By supporting the duplication of completions while preserving the section-based context, the annotation system grants users the flexibility to modify and refine their work as needed. It enables users to submit different versions of completions, each with its unique relevant section, facilitating a more nuanced and specific analysis of the underlying data.
Creating New Completions
If there are multiple completions submitted by different annotators and the user decides to create a new completion from scratch, the relevant sections will be generated based on the rules that were initially set when the task was imported.
IMPORTANT REMARKS: Changes made to the section rules do not apply to existing imported tasks. The updated rules are only applied to newly imported tasks.
Section-based annotation improvements
Support for task splitting with external services
Users are able to import sections created outside of the platform. Users can import tasks already split into sections using external tools like Open AI’s ChatGPT. For this, we added support for “Additional sections” – sections that do not have a definition to allow their automatic identification by Generative AI Lab. Those sections can only be manually created by annotators or imported via the JSON import format. On the import screen users must check the “Preserve Imported Sections” options, if the imported JSON file includes a section definition.
Targeted Pre-Annotation for Relevant Sections
The annotation screen now supports filtering not only the list of available labels or choices based on their associated sections, but also the pre-annotations generated by models, rules, or prompts.
When pre-annotation is triggered, the system automatically applies section-specific configurations—ensuring that predictions appear only in the sections where their corresponding labels or choices are defined. This results in cleaner, more accurate annotations and eliminates noise from unrelated sections.
For example, if Label A is configured to appear only in Section 1 and Label B in Section 2, the pre-annotation process will generate predictions exclusively within those respective sections. This focused approach improves efficiency during both automated and manual review.

Users can configure labels to be displayed exclusively in specific sections during the manual annotation and the automatic pre-annotation process. For instance, let’s consider a NER project with a taxonomy composed of two labels: Label1, which is now set to be shown only in Section1, and Label2, configured to be shown solely in Section2.
When running pre-annotation, Generative AI Lab will automatically adhere to these associations. Consequently, during the pre-annotation process, in Section 1, users will only see annotations for Label1, and similarly, in Section 2, only instances of Label2 will be shown.
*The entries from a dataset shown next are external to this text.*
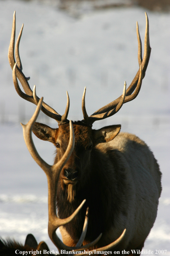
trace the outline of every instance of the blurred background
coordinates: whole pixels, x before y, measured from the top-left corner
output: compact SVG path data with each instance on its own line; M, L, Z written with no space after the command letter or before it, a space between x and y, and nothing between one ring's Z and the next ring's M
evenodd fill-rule
M36 85L39 97L61 115L67 103L68 118L82 120L86 86L88 115L121 94L138 68L136 22L144 48L145 12L149 21L149 63L140 93L114 116L95 122L94 128L121 124L150 147L163 173L158 216L146 250L170 255L170 71L169 0L0 0L0 236L24 243L32 233L38 242L55 247L48 237L46 178L24 144L20 123L26 123L35 106L21 98L13 85L8 60L14 10L23 72ZM56 122L43 113L38 121ZM55 148L34 141L41 156L53 163ZM60 234L59 231L57 231ZM166 252L166 250L167 250ZM147 255L147 254L146 254ZM156 255L156 254L155 254Z

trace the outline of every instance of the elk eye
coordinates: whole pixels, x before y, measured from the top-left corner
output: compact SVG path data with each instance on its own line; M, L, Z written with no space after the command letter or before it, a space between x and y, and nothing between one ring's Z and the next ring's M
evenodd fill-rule
M91 150L91 149L92 149L92 147L93 147L93 145L90 145L90 146L88 147L88 150Z
M56 147L60 147L60 145L59 143L56 143Z

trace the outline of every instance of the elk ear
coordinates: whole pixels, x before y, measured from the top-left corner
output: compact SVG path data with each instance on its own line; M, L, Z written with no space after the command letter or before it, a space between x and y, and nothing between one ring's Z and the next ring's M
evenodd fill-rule
M46 125L35 122L32 131L35 135L40 140L55 143L56 130Z
M110 141L118 135L121 128L121 125L117 125L106 126L99 130L93 130L94 144Z

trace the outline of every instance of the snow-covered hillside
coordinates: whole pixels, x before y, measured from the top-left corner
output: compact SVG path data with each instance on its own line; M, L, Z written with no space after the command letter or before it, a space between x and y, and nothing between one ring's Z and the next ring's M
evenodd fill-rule
M14 10L17 35L24 24L20 52L31 87L36 84L38 96L61 114L68 91L68 118L81 120L85 86L90 115L121 94L124 80L128 86L132 81L138 69L136 22L143 44L146 10L116 8L76 19L36 1L0 1L0 235L23 242L32 233L52 250L55 248L47 232L46 177L30 156L19 124L27 122L35 107L16 92L7 58ZM116 115L94 126L120 123L122 131L138 136L154 152L163 173L163 191L145 249L167 250L166 255L170 255L170 15L148 15L152 50L140 93ZM40 118L56 126L44 115ZM41 156L52 164L53 146L34 140Z

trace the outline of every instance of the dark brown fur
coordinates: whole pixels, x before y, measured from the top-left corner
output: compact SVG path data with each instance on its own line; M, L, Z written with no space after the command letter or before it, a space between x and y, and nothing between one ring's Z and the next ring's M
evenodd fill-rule
M16 256L17 254L21 255L19 252L27 252L28 255L39 255L39 252L40 251L41 255L46 255L47 254L44 254L43 250L49 251L45 242L41 242L38 244L34 237L31 234L27 236L24 245L10 238L6 240L0 239L0 256ZM16 252L16 250L17 251ZM38 252L36 253L37 251ZM21 255L24 255L24 253L23 253Z

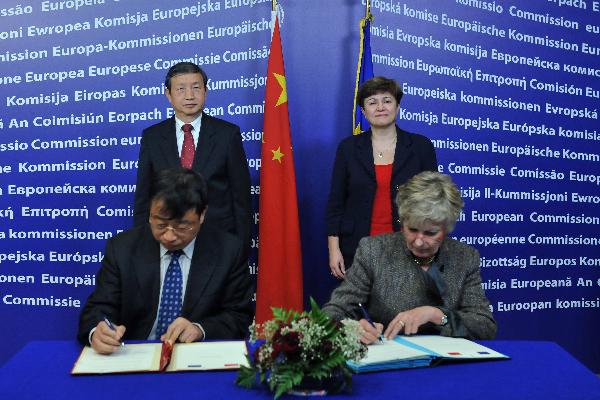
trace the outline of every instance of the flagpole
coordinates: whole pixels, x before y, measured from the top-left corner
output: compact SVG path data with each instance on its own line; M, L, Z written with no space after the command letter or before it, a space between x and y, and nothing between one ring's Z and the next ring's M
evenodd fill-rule
M354 86L354 107L352 114L352 134L359 135L368 127L367 121L364 119L360 111L360 104L357 104L358 89L364 81L373 77L373 64L371 60L371 45L370 45L370 29L373 22L373 14L371 14L371 0L367 0L365 17L360 20L360 45L358 50L358 63L356 66L356 82ZM368 39L365 39L368 37ZM367 57L363 60L364 57ZM366 65L363 65L363 61Z

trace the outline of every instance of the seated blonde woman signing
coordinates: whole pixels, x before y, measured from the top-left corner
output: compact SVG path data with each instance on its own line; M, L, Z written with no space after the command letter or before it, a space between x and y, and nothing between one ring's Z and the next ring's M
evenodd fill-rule
M493 338L479 252L447 236L463 207L451 178L421 172L400 187L396 205L401 231L360 241L352 268L323 310L335 319L360 319L362 303L375 321L360 319L367 344L382 333L388 339L399 333Z

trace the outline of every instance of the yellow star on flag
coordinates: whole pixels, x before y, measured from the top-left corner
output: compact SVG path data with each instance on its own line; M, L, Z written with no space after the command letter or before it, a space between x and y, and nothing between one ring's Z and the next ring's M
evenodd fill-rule
M279 161L279 164L281 164L281 158L285 155L281 152L281 146L279 146L277 150L271 150L271 152L273 153L272 160L277 160Z
M279 86L281 86L281 94L279 95L279 98L277 99L277 104L275 104L275 107L277 107L287 101L287 89L286 89L286 84L285 84L285 75L279 75L276 72L273 72L273 75L275 75L275 79L277 79L277 83L279 83Z

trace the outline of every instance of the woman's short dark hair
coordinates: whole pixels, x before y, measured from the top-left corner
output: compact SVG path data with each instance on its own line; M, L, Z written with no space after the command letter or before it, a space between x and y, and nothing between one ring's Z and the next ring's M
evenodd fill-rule
M191 62L179 62L169 68L167 72L167 76L165 76L165 87L168 90L171 90L171 78L175 75L182 74L200 74L202 75L202 80L204 81L204 87L206 88L206 84L208 83L208 76L206 76L206 72L199 66Z
M402 95L404 92L402 88L398 86L395 80L388 79L384 76L376 76L363 83L358 89L358 104L361 108L365 108L365 100L367 97L371 97L377 93L390 93L396 99L396 102L400 104Z
M168 219L181 219L189 210L202 215L208 205L206 180L198 172L177 167L159 172L152 201L161 201Z

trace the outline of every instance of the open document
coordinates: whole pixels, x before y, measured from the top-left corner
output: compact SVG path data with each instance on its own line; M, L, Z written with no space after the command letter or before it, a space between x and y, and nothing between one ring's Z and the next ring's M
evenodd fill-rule
M439 360L503 359L508 356L479 343L446 336L398 336L369 345L367 356L348 361L354 372L428 367Z
M244 341L127 344L115 353L102 355L86 346L73 375L133 372L175 372L239 369L248 365Z

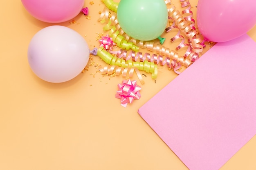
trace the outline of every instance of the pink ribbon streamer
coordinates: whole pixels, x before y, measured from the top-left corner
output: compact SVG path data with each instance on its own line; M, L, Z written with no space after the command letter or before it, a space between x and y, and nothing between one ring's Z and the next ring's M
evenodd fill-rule
M117 86L119 90L117 91L116 98L121 99L122 106L126 107L128 104L132 102L134 99L140 98L139 91L141 88L137 85L137 81L124 80Z

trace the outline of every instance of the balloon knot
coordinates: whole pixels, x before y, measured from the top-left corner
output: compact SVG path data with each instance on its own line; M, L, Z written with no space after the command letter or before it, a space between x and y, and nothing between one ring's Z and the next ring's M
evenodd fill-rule
M158 38L158 39L159 39L160 41L160 43L161 44L163 45L163 44L164 44L164 41L165 41L165 38L162 38L161 37L159 37Z
M88 15L88 13L89 13L89 9L87 7L83 8L81 10L81 12L82 12L85 15Z

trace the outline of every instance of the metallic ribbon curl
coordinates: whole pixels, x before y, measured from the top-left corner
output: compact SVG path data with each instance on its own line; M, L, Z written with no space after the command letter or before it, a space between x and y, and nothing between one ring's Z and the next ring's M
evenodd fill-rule
M135 72L141 84L144 84L145 83L142 78L142 76L139 71L139 69L136 68L124 68L117 65L106 65L104 67L102 67L101 65L99 65L99 69L102 74L112 74L115 73L117 76L122 74L123 77L126 77L128 75L129 78L132 77Z
M116 98L121 100L121 105L126 107L128 103L131 103L134 99L141 97L139 91L141 87L137 85L136 81L124 80L121 84L118 84L119 90L117 91Z
M128 53L127 51L120 50L117 52L112 52L110 51L110 52L113 54L116 54L117 57L119 59L123 58L124 60L127 61L131 60L132 61L144 62L147 61L148 62L154 63L155 64L159 64L161 65L166 65L168 68L172 69L175 73L180 74L180 72L177 70L181 68L180 63L177 62L176 60L171 59L169 57L165 57L164 59L162 56L159 55L158 56L155 54L150 55L148 52L145 53L144 55L141 52L137 52L132 51Z
M155 79L157 76L157 67L154 63L149 62L147 60L144 62L132 62L130 60L126 61L113 56L101 47L98 50L97 55L107 64L117 65L124 68L136 68L139 70L144 71L147 73L152 73L152 78Z
M108 15L108 9L105 10L105 15ZM104 18L104 15L101 16L101 18L99 19L99 21L102 21L102 18ZM164 55L171 59L174 59L186 67L188 67L192 64L192 61L189 59L186 59L184 57L179 55L179 54L173 50L171 50L164 46L160 46L159 44L155 45L152 41L146 41L141 40L137 40L134 38L131 38L128 35L126 36L126 39L128 39L132 42L127 42L124 40L124 38L121 35L123 35L124 32L121 30L121 26L118 24L117 19L115 15L108 19L109 20L108 24L103 27L104 31L110 30L109 34L110 37L113 39L113 41L117 44L117 46L123 49L128 50L131 49L132 50L136 52L139 51L139 47L142 48L146 48L148 50L151 52L156 52L157 53ZM104 20L103 22L106 22ZM120 31L119 31L120 30ZM135 45L135 44L136 45Z
M108 17L109 15L108 9L105 9L101 13L98 21L101 23L108 22L103 27L103 30L106 31L110 30L109 33L110 36L117 43L117 46L123 49L128 50L131 49L133 51L138 52L139 47L142 48L146 48L152 52L156 51L157 53L164 55L170 59L175 59L186 67L188 67L192 64L192 61L195 60L193 59L194 58L197 59L198 58L198 55L195 53L192 53L191 50L187 52L186 55L185 55L184 57L179 56L179 54L175 51L163 46L155 45L152 41L138 40L132 38L127 35L121 29L118 24L115 14L113 14L111 17ZM125 39L132 43L128 42ZM190 57L186 58L186 56L190 56Z
M166 28L165 29L165 31L166 33L168 33L174 29L177 29L178 30L178 33L173 37L171 38L171 41L172 43L177 39L181 39L181 41L179 45L176 47L176 50L177 51L181 48L187 47L187 50L183 57L184 58L186 58L186 57L188 57L190 61L192 62L194 62L199 57L199 55L197 53L192 50L191 46L189 44L185 43L186 39L183 35L180 35L180 30L177 26L175 26L175 22L173 21L173 23L171 26Z
M201 52L203 50L203 46L200 44L202 40L201 38L196 37L196 31L192 29L189 25L178 10L176 9L174 6L168 9L168 15L173 18L179 28L184 33L186 37L189 37L189 42L191 43L192 50L197 53ZM197 55L193 55L191 58L192 61L195 61L198 58Z
M182 11L182 14L184 15L187 15L184 16L185 20L188 21L189 24L191 27L194 30L195 30L195 20L193 18L193 12L190 10L191 9L191 4L189 0L180 0L181 3L181 7L182 8L187 7L184 10Z

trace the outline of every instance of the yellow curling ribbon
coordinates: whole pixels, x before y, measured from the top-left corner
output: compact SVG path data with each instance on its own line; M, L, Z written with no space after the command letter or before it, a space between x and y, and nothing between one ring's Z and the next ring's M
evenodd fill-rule
M148 62L147 61L143 62L126 61L112 56L105 50L103 47L99 48L97 54L107 64L124 68L135 67L140 70L152 73L151 77L153 79L156 78L157 76L157 67L153 63Z
M166 2L168 3L169 1ZM174 7L175 8L175 7ZM168 10L170 11L170 10ZM101 23L108 22L107 24L103 27L104 31L110 30L109 32L110 37L112 38L113 41L117 43L117 46L123 49L128 50L131 49L132 50L136 52L139 51L139 47L142 48L146 48L147 50L152 51L156 51L157 54L165 56L171 59L175 59L181 64L185 67L188 67L191 65L193 61L194 61L198 58L198 55L195 52L190 50L184 56L179 56L179 54L175 51L171 50L164 46L160 46L159 44L155 45L152 41L145 41L141 40L138 40L135 39L127 35L121 29L121 26L118 24L118 21L115 13L112 14L111 17L108 17L109 15L108 9L105 9L101 14L98 20ZM187 24L186 22L184 23ZM186 27L182 27L184 29ZM130 42L128 42L127 41L132 42L134 46L132 46ZM195 42L194 40L194 42ZM200 41L199 41L200 42ZM194 45L194 46L200 44ZM189 56L189 57L186 57Z

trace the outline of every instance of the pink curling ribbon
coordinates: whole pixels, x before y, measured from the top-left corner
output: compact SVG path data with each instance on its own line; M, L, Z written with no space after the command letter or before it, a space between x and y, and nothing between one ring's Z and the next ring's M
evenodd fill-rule
M106 37L102 36L99 41L101 43L100 47L103 47L106 50L112 50L112 46L116 45L112 40L112 38L109 37L108 35Z
M85 15L88 15L89 13L89 9L87 7L83 8L81 10L81 12L82 12Z
M141 95L139 91L141 87L137 85L136 80L124 80L121 84L117 85L116 98L121 100L121 106L126 107L128 103L132 102L134 99L139 99Z

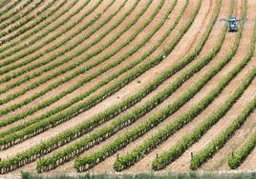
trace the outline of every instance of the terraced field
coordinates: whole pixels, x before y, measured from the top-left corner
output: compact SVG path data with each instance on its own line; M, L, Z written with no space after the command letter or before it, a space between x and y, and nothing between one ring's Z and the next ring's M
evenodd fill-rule
M0 174L256 169L255 1L3 0L0 14Z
Pre-Annotations Applied Across All Defined Sections
Pre-annotation now automatically considers the union of all relevant sections associated with a task — including those imported from external sources, created manually by annotators, or automatically detected based on section rules.
This ensures that every defined section is taken into account during pre-annotation, enhancing collaboration and consistency across team members. Different annotators may define or adjust sections in their own completions, but when pre-annotation runs, the system aggregates all section definitions to produce comprehensive results.
For example, if one annotator deletes auto-generated sections and adds new custom ones, while another keeps the original sections and creates additional ones, pre-annotation will include all of them. This guarantees that no relevant content is missed, even when multiple annotators have customized their section views.
To fine-tune the behavior, the Predictions card on the right-hand side of the labeling screen includes the option “Filter pre-annotations according to my latest completion.”
When enabled, pre-annotation focuses only on the sections defined in the user’s most recent completion, providing a more personalized and controlled workflow.